Avec elle était présente Lise Vadnais, la sœur de Christiane Vadnais, cette Montréalaise qui a été tuée par un pitbull du voisinage à Pointe-aux-Trembles en 2016.

« On veut qu’il n’ait plus jamais le droit de posséder de chiens », insiste Dominique Alain. C’est d’ailleurs ce qui a été imposé au propriétaire des chiens l’ayant attaquée, rappelle celle qui a accompagné Mmes Sévigny et Beaulieu depuis les événements d’août 2021.

Mmes Alain et Vadnais ont confié avoir trouvé les témoignages ainsi que les contre-interrogatoires très pénibles, en sortie d’audience. « Je ne comprends pas que le système permette que ce soit elles qui se transforment pratiquement en agresseurs, commente Mme Alain. On insinue qu’elles auraient attiré ou excité les chiens. Ça m’a heurtée.

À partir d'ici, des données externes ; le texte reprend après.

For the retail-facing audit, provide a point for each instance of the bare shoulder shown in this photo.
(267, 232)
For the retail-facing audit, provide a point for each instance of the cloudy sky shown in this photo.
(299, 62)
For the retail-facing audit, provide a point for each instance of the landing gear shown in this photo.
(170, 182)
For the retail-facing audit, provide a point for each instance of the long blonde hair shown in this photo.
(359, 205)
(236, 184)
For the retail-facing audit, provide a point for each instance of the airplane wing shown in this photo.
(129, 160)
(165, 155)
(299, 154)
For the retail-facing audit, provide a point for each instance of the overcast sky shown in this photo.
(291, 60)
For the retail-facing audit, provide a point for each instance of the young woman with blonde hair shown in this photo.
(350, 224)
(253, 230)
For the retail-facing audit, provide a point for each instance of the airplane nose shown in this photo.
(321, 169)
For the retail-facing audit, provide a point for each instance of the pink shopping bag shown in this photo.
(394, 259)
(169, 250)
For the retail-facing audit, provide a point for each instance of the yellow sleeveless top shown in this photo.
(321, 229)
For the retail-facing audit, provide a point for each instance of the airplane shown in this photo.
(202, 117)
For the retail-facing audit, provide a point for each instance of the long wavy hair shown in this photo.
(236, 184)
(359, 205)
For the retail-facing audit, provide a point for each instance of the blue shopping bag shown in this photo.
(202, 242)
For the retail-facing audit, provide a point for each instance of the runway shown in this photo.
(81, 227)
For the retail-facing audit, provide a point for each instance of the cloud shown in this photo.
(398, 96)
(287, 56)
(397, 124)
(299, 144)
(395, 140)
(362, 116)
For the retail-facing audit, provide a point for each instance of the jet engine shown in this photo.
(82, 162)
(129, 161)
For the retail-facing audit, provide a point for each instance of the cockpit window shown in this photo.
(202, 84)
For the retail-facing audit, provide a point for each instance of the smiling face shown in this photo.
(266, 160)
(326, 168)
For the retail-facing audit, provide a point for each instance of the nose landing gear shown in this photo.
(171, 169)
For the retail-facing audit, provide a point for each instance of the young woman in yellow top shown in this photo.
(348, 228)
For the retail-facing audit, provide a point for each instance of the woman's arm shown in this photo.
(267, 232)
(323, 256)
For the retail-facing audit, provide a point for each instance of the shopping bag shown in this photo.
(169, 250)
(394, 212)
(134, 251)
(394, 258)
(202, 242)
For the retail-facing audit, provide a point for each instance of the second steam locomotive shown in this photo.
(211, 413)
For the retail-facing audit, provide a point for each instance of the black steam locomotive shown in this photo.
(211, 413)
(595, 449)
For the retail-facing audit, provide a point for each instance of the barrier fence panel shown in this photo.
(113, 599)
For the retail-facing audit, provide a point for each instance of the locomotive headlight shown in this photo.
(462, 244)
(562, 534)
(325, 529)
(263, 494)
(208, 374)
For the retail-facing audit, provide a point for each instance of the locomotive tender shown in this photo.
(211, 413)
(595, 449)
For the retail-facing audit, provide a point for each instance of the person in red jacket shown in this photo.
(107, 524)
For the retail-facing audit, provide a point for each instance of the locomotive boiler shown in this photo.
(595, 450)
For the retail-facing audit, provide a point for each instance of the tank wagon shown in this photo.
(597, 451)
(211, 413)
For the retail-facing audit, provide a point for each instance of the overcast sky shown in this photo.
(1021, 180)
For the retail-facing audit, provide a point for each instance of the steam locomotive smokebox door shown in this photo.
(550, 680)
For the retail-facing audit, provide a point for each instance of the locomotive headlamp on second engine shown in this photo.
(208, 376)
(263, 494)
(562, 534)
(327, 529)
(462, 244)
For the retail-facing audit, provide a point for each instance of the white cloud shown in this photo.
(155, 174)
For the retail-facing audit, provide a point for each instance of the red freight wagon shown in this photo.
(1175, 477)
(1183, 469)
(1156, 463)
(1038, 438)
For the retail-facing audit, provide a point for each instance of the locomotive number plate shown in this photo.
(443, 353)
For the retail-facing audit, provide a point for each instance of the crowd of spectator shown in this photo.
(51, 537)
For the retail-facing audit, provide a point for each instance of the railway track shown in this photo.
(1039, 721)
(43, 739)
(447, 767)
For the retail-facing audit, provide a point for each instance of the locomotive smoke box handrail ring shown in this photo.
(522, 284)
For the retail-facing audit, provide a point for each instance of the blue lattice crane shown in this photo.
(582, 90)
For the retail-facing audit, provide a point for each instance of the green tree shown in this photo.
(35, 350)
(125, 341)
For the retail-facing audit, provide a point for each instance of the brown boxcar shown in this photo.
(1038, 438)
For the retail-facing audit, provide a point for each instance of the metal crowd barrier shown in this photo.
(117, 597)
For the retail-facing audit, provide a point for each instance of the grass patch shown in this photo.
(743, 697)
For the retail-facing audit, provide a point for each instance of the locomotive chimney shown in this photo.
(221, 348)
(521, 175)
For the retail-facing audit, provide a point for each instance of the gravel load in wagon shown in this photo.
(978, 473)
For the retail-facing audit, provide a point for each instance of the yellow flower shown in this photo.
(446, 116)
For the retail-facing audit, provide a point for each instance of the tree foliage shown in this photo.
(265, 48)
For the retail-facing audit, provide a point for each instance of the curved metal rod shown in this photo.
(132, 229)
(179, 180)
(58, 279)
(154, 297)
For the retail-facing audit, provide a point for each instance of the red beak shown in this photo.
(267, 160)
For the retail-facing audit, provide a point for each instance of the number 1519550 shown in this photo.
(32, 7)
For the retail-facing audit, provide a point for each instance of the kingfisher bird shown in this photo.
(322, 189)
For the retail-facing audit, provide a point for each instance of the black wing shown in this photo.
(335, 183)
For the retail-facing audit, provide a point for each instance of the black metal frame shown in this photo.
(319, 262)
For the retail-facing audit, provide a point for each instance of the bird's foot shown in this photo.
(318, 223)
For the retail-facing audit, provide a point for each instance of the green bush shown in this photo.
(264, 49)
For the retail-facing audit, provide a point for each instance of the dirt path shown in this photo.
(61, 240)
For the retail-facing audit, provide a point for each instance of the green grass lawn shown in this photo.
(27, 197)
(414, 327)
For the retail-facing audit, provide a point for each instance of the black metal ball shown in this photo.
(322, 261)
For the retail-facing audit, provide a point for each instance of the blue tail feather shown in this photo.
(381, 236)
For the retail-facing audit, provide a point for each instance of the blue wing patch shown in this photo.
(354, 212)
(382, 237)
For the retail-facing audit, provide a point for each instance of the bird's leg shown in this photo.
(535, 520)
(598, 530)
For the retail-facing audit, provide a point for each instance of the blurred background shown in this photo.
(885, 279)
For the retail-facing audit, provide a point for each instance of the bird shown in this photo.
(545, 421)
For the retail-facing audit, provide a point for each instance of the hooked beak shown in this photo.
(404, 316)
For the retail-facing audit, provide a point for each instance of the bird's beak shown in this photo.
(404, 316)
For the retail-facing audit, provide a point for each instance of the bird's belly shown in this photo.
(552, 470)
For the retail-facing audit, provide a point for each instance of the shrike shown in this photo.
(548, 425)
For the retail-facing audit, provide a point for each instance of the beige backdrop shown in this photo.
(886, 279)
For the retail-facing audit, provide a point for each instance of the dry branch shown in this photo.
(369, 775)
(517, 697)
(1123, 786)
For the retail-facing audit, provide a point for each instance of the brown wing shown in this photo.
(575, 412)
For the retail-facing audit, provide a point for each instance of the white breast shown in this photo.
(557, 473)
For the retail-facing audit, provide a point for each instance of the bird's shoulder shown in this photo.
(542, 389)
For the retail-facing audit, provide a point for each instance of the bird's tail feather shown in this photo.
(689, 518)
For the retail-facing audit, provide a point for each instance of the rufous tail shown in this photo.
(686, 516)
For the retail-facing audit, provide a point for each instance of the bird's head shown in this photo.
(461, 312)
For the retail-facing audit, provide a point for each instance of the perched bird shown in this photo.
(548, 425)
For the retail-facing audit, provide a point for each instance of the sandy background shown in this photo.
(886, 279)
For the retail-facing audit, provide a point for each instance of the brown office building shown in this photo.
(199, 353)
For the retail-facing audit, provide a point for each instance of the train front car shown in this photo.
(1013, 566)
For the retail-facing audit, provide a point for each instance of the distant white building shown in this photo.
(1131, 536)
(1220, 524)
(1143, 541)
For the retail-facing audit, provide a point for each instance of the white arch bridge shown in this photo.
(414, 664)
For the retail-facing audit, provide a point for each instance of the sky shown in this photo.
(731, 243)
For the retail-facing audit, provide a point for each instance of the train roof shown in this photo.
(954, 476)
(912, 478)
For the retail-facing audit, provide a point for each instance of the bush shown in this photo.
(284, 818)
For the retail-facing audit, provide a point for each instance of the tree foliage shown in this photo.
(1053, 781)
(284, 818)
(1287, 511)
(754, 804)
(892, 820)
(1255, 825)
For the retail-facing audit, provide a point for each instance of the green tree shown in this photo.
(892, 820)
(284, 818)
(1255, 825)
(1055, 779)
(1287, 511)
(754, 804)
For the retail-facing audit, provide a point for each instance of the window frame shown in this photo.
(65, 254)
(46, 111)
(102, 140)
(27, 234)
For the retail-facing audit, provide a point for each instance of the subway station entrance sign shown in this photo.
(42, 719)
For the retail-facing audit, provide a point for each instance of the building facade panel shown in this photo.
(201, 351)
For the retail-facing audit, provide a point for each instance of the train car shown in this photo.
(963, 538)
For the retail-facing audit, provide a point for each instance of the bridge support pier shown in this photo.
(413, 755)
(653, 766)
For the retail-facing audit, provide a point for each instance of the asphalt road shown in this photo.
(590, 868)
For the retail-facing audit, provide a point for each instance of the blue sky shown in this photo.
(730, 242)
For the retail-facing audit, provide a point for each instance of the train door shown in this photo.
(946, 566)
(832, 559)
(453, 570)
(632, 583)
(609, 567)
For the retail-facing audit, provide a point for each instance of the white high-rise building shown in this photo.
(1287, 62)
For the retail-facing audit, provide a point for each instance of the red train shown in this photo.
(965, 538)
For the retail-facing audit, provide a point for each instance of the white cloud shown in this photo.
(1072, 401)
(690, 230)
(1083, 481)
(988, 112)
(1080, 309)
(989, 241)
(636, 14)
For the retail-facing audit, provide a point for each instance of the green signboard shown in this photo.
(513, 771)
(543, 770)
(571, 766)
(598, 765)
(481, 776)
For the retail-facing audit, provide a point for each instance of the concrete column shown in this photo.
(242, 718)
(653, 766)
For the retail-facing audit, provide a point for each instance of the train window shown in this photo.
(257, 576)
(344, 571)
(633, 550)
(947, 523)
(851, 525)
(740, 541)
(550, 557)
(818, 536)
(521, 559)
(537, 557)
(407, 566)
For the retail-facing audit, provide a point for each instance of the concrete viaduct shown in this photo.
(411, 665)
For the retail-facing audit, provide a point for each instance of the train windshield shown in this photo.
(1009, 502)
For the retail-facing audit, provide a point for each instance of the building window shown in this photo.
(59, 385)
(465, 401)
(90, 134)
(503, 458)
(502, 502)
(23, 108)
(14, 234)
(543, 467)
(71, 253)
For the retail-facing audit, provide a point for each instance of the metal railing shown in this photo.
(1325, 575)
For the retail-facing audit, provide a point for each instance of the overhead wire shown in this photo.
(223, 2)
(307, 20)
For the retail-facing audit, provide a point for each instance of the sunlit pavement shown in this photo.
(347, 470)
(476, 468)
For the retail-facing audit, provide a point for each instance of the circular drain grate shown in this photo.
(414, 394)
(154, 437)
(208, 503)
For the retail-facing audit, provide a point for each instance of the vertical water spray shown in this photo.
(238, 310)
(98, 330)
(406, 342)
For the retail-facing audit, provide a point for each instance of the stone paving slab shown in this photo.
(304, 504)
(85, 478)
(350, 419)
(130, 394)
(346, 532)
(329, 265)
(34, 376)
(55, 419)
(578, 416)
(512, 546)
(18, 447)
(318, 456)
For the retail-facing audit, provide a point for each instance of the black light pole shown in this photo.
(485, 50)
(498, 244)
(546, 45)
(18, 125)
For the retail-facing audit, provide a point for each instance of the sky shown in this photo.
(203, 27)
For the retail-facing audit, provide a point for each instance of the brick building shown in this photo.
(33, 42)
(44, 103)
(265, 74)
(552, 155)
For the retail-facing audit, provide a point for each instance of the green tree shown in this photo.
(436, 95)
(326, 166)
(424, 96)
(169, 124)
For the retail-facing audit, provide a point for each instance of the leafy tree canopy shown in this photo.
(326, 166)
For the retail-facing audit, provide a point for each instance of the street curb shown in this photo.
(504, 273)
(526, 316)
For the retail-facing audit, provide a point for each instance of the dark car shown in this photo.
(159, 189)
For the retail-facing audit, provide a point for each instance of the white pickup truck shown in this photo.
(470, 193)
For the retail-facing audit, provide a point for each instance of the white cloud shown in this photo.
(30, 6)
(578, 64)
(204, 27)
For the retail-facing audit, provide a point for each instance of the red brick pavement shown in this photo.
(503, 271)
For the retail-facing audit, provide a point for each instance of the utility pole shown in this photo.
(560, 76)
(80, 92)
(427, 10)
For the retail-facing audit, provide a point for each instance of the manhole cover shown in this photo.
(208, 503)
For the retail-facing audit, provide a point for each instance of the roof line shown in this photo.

Et les chiens sont toujours en vie en plus de ça ! »

Mme Vadnais croit qu’il existe un grand laxisme autour de la question des chiens agressifs. « Je ne comprends pas qu’on ne dise pas : tu as été à l’hôpital, tu as eu des morsures, c’est fini ! »

Le procès doit se poursuivre jusqu’à jeudi, selon ce qui est prévu au programme.